Written by Alexei Gilchrist, updated months ago

The joint entropy and its properties

## 1 Definition

Say \(x\in X\) and \(y\in Y\) then the average information contained by the joint probability distribution \(P(xy)\) is
\begin{equation}
\langle \mathcal{I}(P(x,y))\rangle = - \sum_{x,y} P(xy) \log P(xy) \equiv H(X,Y)
\end{equation}
this is also known as the joint entropy, and it's a measure of the combined
uncertainty in \(x\) and \(y\).
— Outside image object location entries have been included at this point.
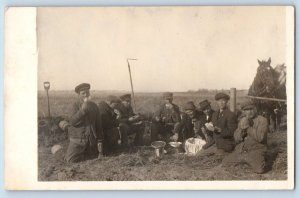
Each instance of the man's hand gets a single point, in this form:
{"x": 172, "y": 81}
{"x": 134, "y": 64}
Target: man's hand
{"x": 174, "y": 137}
{"x": 245, "y": 123}
{"x": 84, "y": 107}
{"x": 210, "y": 126}
{"x": 218, "y": 130}
{"x": 133, "y": 118}
{"x": 157, "y": 118}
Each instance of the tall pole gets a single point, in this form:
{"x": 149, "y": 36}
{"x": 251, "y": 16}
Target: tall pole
{"x": 132, "y": 92}
{"x": 233, "y": 99}
{"x": 47, "y": 87}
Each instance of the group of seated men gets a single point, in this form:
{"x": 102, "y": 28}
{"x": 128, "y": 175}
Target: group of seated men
{"x": 99, "y": 129}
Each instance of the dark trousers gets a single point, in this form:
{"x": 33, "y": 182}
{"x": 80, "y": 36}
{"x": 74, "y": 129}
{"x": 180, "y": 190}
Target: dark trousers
{"x": 110, "y": 141}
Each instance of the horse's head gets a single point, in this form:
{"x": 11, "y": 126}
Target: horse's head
{"x": 280, "y": 71}
{"x": 265, "y": 74}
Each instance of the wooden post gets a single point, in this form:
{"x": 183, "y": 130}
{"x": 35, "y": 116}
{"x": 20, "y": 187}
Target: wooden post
{"x": 233, "y": 99}
{"x": 47, "y": 87}
{"x": 131, "y": 84}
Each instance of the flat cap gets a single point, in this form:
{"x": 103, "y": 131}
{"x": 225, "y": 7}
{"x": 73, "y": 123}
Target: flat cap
{"x": 204, "y": 104}
{"x": 247, "y": 105}
{"x": 126, "y": 97}
{"x": 189, "y": 106}
{"x": 82, "y": 86}
{"x": 167, "y": 95}
{"x": 219, "y": 96}
{"x": 113, "y": 99}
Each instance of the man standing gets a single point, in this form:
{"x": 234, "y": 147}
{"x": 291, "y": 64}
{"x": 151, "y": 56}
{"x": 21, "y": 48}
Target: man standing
{"x": 85, "y": 130}
{"x": 251, "y": 137}
{"x": 205, "y": 107}
{"x": 223, "y": 125}
{"x": 130, "y": 122}
{"x": 166, "y": 120}
{"x": 110, "y": 124}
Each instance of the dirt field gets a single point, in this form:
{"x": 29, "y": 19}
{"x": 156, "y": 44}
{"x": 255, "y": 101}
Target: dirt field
{"x": 139, "y": 163}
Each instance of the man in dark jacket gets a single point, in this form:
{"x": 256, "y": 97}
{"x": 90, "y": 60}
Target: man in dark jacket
{"x": 129, "y": 122}
{"x": 251, "y": 139}
{"x": 110, "y": 124}
{"x": 223, "y": 125}
{"x": 205, "y": 107}
{"x": 166, "y": 121}
{"x": 192, "y": 123}
{"x": 85, "y": 130}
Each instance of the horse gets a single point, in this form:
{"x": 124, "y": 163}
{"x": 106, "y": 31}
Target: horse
{"x": 269, "y": 82}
I've deliberately not used the symbol \(I\) to denote
information here as the quantity \(I(X;Y)\) to be introduced later will mean
something else entirely.

## 2 Properties

- \(H(X,Y)\ge 0\)
- The joint entropy is symmetric \(H(X,Y) = H(Y, X)\).
- If \(X\) and \(Y\) are independent then \(H(X,Y)=H(X)+H(Y)\). That is, \(P(xy)=P(x)P(y)\) so
\begin{align}
H(X,Y) &= -\sum_{x,y}P(x)P(y) \log( P(x)P(y)) \\
&= -\sum_{x,y}P(x)P(y) \log P(x)-\sum_{x,y}P(x)P(y) \log P(y) \\
&= -\sum_{x}P(x)\log P(x)-\sum_{y}P(y) \log P(y) \\
&= H(X)+H(Y)
\end{align}
- In general, the uncertainty in a joint distribution is the same or less than the sum of the individual uncertainties:
\begin{equation}
H(X,Y) \le H(X) + H(Y)
\end{equation}
This relationship is called
*subaditivity* and we'll prove it later. The
relationship is intuitive, the more \(x\) and \(y\) become dependent the less
uncertainty there is in the joint distribution.
- These properties extend in the obvious way to more than two variables.